Drunk Florida nurse accused of driving with child into pond

Drunk Florida nurse accused of driving with child into pond
Posted at 7:45 AM, Sep 21, 2018
and last updated 2018-09-21 12:44:06-04

LAKELAND, Fla. (AP/WFTS) - A Florida woman is accused of drunkenly driving a truck with an 8-year-old in the passenger seat and crashing into a retention pond.

The Lakeland Ledger reports 33-year-old Michelle Lynn Snover was arrested on charges including driving under the influence and negligent child abuse without bodily harm.

A Polk County Sheriff's Office report says Snover, who is an emergency room nurse, drove through the end of a cul-de-sac and into a retention pond.

It says Snover's 8-year-old passenger was able to get out of the truck and ask neighbors for help. It says Snover initially told deputies she had taken a ride-sharing service to the pond. It also says she failed a sobriety test and her blood alcohol concentration was .13, which is above the legal limit of .08.

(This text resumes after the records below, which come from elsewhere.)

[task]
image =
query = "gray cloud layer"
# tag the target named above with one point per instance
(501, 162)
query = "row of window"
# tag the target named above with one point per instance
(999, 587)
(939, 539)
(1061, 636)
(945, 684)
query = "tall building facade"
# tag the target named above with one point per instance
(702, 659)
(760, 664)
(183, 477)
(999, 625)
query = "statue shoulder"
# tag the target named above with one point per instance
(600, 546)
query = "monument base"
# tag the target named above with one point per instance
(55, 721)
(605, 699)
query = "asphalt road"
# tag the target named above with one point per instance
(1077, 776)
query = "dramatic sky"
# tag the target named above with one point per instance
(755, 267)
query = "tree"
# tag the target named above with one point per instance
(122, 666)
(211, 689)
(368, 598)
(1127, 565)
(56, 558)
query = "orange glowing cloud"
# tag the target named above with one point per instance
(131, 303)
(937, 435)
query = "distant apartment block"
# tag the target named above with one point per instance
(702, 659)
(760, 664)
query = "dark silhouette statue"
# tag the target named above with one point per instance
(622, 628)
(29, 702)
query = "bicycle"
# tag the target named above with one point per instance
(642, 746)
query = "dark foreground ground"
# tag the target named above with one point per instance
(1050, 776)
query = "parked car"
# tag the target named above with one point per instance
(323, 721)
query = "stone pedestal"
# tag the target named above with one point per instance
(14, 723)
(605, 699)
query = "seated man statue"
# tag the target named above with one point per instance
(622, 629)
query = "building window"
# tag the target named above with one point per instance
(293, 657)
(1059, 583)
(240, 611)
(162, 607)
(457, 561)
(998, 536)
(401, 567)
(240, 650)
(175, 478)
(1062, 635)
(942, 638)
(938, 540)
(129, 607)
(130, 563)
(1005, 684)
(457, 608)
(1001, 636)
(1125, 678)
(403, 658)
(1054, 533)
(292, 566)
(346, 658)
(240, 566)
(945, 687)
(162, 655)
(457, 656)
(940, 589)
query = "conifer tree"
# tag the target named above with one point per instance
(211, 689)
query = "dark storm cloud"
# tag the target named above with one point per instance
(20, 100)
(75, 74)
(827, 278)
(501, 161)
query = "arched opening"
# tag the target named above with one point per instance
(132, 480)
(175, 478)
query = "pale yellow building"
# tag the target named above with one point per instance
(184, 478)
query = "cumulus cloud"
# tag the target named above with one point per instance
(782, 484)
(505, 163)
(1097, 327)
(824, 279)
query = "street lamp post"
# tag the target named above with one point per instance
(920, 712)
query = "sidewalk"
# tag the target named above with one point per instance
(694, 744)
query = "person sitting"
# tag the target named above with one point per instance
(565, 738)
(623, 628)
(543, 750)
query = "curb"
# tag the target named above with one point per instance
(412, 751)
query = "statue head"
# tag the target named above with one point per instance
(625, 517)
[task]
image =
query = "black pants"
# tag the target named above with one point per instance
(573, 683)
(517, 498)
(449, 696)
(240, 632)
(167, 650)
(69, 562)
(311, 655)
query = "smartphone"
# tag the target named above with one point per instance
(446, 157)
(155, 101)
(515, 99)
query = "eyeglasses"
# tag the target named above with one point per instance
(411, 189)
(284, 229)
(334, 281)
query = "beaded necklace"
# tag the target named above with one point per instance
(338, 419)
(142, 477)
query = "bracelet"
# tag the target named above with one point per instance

A person in the neighborhood called 911. 

“This girl is drunk like so bad,” said the 911 caller.

The dispatcher responded, “Has she said anything about what happened? Does she know what happened?”

The caller replied, “I didn’t even ask her. Michelle, don’t get up. You’re going to fall and hurt yourself okay.”

During the 911 call, the stranger consoled the child. 

“Come here, honey. Come here. It’s fine,” the 911 caller said to the child.

People did not know what to do.

“I’m afraid to let my husband even go in the water ‘cause there’s a gator in there,” the 911 caller told dispatch. 

Sheriff Grady Judd had some candid comments about Snover during a news conference.

“Michelle, for all the wonderful things you do in the emergency room and — you truly are a person that saves lives — you know better,” Judd said. 

The sheriff said Snover sounded confused and claimed she could drive even after the crash. 

“She didn’t recognize she was intoxicated out of her mind or that she was not capable of driving. She didn’t know here she was,” Judd said.

Scripps station WFTS in Tampa contacted Lakeland Regional Health regarding Snover.

Jennifer Audette, the Lakeland Regional Health Manager of Editorial Services responded with the following statement: 

“We do not comment on personnel matters. Lakeland Regional Health’s policy requires a registered nurse to report such an incident to the Board of Nursing, comply with Board review, and be fit for duty.”

It's unclear if Snover has a lawyer.